Auteur : Jean-Jacques Wondo Omanyundu

Le basculement du centre de gravité géopolitique des Grands Lacs vers la Tanzanie ?

President-Jakaya-Kikwete.portraitCe n’est pas un fait du hasard que Barack Obama ait choisi la Tanzanie comme seul pays d’Afrique des Grands Lacs à visiter durant sa première grande tournée africaine en tant que président américain. Cela augure sans doute une nouvelle ère dans le leadership géopolitique régional autrefois assuré par l’axe Kampala-Kigali avec Museveni et Kagame, mis actuellement au banc des accusés pour leurs rôles nocifs dans la persistance de l’insécurité dans la région et en Afrique Centrale et leur incapacité à transformer la région et d’y insuffler un modèle développemental à l’instar des pays de l’Asie du Sud-Est, selon les vœux de leurs parrains anglo-saxons.

Le Président Barack Obama a justifié sa tournée africaine, notamment sa présence à Dar-es-Salam, en ces termes : « Je l’ai dit à travers l’Afrique, nous envisageons un nouveau modèle qui ne soit plus seulement basé sur l’aide et l’assistance mais sur le commerce et le partenariat », a déclaré M. Obama lors d’une conférence de presse. « Le but ultime est que les Africains construisent l’Afrique, pour les Africains. Et notre travail est d’être un partenaire dans ce processus, et la Tanzanie a été un de nos meilleurs partenaires ».

Les raisons de cette approche géopolitique américaine en Afrique

La Tanzanie est comptée depuis bientôt une bonne décennie comme modèle régional en termes de gouvernance, stabilité politique et sécuritaire, progrès démocratique et croissance économique en confirmant ainsi son influence croissante dans la région. Un pays qui a su faire une bonne relecture des enjeux géopolitiques et diplomatiques de la région  et qui, avec tact et subtilité a mis tous les atouts de son côté pendant que l’Ouganda et le Rwanda sont restés autistes aux incessantes mises en garde de la communauté internationale qui leur reproche leur approche belliciste dans la résolution des conflits régionaux qui maintiennent ce terreau riche en ressources naturelles diverses dans une instabilité constante.

Le Kenya, autrefois chouchou des américains, confronté aux vieux démons des élections de 2007 qui ont plongé ce pays, jadis modèle régional de stabilité et de prospérité, dans une guerre civile atroce et que l’élection en mars dernier du président Uhuru Kenyatta et son vice-président William Ruto, tous deux poursuivis par la Cour pénale internationale (CPI) pour crimes contre l’humanité, constitue un argument à charge qui a joué en défaveur de la visite d’Obama dans ce pays géniteur de son père.

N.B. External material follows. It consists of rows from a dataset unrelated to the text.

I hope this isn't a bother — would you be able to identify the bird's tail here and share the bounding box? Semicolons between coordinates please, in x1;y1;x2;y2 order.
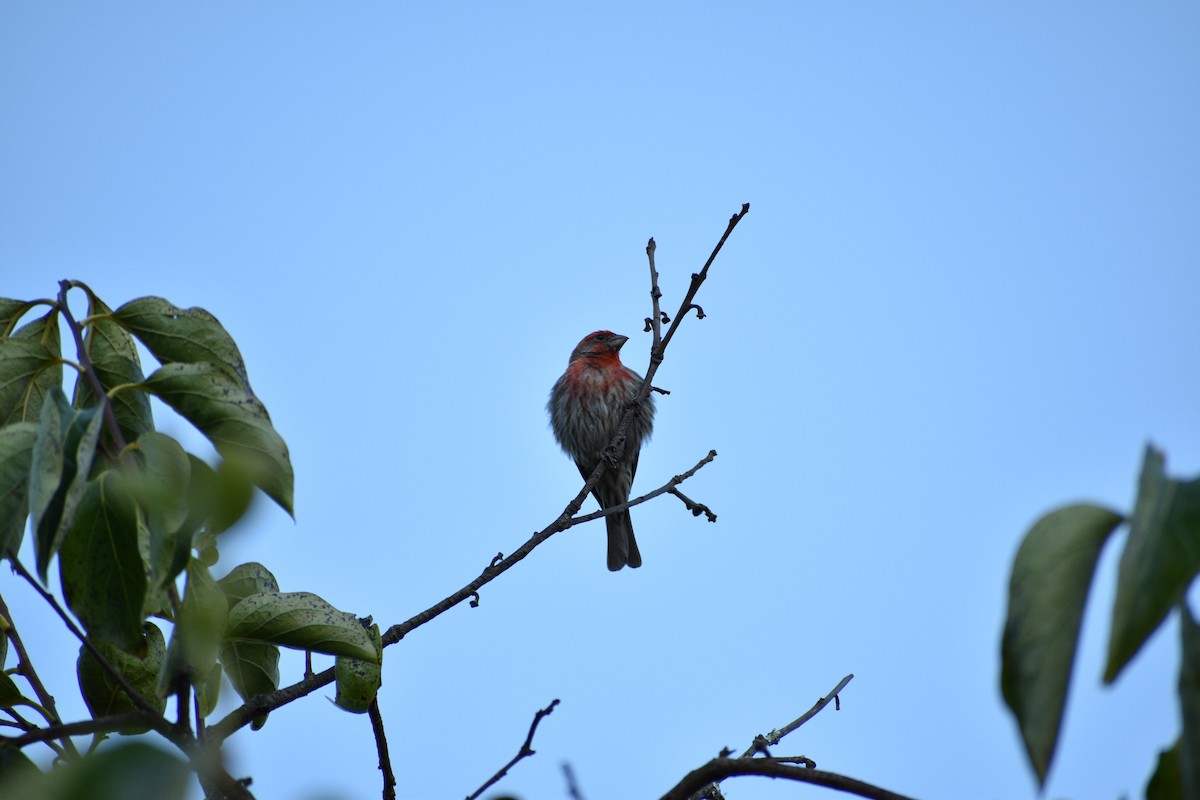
605;511;642;572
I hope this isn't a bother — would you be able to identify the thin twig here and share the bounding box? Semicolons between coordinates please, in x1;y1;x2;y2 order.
58;281;125;452
662;758;911;800
742;673;854;758
691;673;854;800
367;698;396;800
467;698;558;800
571;450;716;528
0;711;154;750
667;487;716;522
208;450;716;741
209;203;750;741
563;762;583;800
0;592;79;757
8;549;162;730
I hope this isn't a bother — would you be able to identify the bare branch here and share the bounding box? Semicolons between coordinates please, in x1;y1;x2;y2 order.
467;698;558;800
662;758;911;800
58;281;125;452
691;673;854;799
367;698;396;800
667;487;716;522
568;450;716;528
0;592;79;756
209;204;750;740
742;673;854;758
8;549;163;730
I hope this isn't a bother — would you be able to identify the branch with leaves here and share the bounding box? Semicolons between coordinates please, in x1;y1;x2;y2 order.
662;675;910;800
0;206;749;799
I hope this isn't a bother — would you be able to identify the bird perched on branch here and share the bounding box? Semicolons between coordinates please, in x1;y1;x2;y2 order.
546;331;654;571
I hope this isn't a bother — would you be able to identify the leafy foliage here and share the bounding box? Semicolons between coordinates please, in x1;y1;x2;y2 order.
0;282;382;798
1001;447;1200;800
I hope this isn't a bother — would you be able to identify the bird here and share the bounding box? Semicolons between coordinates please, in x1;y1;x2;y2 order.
546;331;654;572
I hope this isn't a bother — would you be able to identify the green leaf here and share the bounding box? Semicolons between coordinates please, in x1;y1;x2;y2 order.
59;471;146;652
162;561;229;702
76;622;167;734
217;561;280;730
1104;447;1200;684
30;389;103;582
0;741;191;800
128;431;193;597
1000;505;1122;783
114;297;250;389
221;640;280;730
136;363;293;513
73;291;154;441
0;311;62;426
217;561;280;608
1177;600;1200;798
226;591;378;661
1146;741;1186;800
334;625;383;714
0;422;37;556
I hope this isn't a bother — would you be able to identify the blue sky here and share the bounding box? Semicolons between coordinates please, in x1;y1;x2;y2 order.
0;2;1200;800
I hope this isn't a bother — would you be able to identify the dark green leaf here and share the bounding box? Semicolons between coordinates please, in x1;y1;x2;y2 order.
0;672;28;709
0;741;191;800
130;431;193;597
226;591;378;661
196;661;221;717
0;311;62;426
76;622;167;734
1104;447;1200;684
73;293;154;441
217;561;280;608
114;297;250;387
29;392;66;561
136;363;293;513
0;422;37;556
0;747;42;798
217;561;280;730
1146;742;1187;800
221;640;280;730
334;625;383;714
0;297;36;339
162;561;229;698
1000;505;1122;783
30;389;103;581
59;471;146;652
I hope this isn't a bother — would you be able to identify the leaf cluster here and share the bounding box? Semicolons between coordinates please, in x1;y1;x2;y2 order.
0;282;382;798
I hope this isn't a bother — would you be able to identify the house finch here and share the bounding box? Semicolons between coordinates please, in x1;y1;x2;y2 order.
546;331;654;571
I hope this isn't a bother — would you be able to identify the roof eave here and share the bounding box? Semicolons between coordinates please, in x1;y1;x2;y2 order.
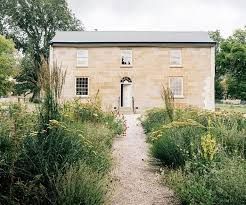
50;41;216;45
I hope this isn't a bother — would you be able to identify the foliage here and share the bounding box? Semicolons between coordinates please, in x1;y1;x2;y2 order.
0;0;83;100
210;27;246;100
0;35;17;96
56;163;107;205
161;86;174;121
142;108;246;205
0;64;123;204
142;108;169;133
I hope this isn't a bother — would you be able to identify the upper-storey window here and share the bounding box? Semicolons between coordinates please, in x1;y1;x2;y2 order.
77;49;88;67
169;77;183;97
170;48;182;67
121;49;132;66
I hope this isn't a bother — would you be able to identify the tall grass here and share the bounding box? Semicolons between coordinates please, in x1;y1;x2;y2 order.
143;108;246;205
0;60;123;205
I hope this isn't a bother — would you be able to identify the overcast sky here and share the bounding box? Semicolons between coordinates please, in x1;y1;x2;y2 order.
67;0;246;36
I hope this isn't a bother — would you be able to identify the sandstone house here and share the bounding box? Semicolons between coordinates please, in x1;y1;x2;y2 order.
50;31;215;112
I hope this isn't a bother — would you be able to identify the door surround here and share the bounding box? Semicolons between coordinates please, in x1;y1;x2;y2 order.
120;77;132;108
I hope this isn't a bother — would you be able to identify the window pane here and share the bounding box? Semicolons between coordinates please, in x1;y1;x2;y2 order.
170;49;182;65
169;77;183;96
77;50;88;58
76;77;88;95
121;50;132;65
77;50;88;66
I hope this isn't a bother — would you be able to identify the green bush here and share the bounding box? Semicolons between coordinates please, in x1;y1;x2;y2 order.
0;99;123;204
56;162;107;205
142;108;246;205
142;108;169;133
151;130;185;168
209;158;246;205
165;170;214;205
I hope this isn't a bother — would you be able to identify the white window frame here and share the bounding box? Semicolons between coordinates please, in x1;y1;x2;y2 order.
168;76;184;98
75;76;90;97
120;48;133;67
169;48;182;67
76;49;89;67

Quant au Congo démocratique, ses dirigeants font partie de la liste noire diplomatique des hôtes à éviter à tout prix par l’administration américaine, tant il présente un tableau sombre  et déprimant depuis plusieurs années : instabilité permanente, kleptocratie de la classe dirigeante, pillages des ressources, entretien des groupes armés négatifs par les responsables politiques et militaires, régression démocratique, violations massives des droits humains, illégitimité du pouvoir en place issu des élections jugées non crédibles et transparentes par une grande majorité d’observateurs nationaux et internationaux… Tout le cocktail nauséabond  qui rend ses dirigeants infréquentables sur le diplomatique et les confine aux marges des relations internationales, alors que le pays dispose de tous les atours et du potentiel nécessaire pour ré-devenir l’axe central des enjeux géopolitiques de la région de l’Afrique médiane allant de l’Atlantique à l’Océan Indien d’une part et du Tchad à l’Angola d’autre part.

La Tanzanie la vitrine régionale de la gouvernance, la stabilité politique et la démocratie

Ainsi, par un jeu d’éliminations successives, le locataire de la Maison blanche n’avait pas d’autre choix que de remodeler l’approche géopolitique de la politique africaine des États-Unis en se rabattant sur un pays qui présente actuellement un excellent bulletin de sante  politique, sécuritaire, démocratique, diplomatique et socioéconomique avec des perspectives prometteuses car disposant d’un des marchés les plus porteurs avec une croissance économique profitant à la population et non à ses élites. De plus, le pays regorge de grandes réserves d’hydrocarbures, mais aussi de ressources énergétiques (gaz) et minérales qui attirent la boulimie des grands : chinois comme américains ou britanniques.

Un autre atout à mettre à crédit de la Tanzanie est le passage réussi du président Jakaya Kikwete à la tête de l’Union Africaine en 2008. Il se fait remarquer par son discours rassembleur axé sur l’intégration politique et économique du continent par des efforts pour accélérer la croissance économique profitable aux populations africaines, et sur sa détermination à œuvrer pour la promotion de la paix et de la stabilité en Afrique : « Nous aspirons à une Afrique sûre, stable et en paix avec elle-même. Nous avons honte des violents conflits qui frappent l’Afrique ». Pour Kikaya, « Il est paradoxal que l’Afrique, bien qu’étant un des continents les plus riches en terme de ressources potentielles, soit le plus pauvre. La pauvreté absolue qui frappe la majorité de la population africaine engendre la corruption et les conflits…Tant que le cercle vicieux de la pauvreté demeure, il sera très difficile de réaliser notre vision » , a t-il fait savoir. La Tanzanie connait une croissance économique régulière (6,5% en 2012) et devrait atteindre un taux de croissance de 9,7% en 2014. Le pays poursuit une politique de rigueur budgétaire afin de juguler l’inflation, mais affiche de bonnes performances dans différents secteurs d’activité, malgré une distribution électrique chancelante.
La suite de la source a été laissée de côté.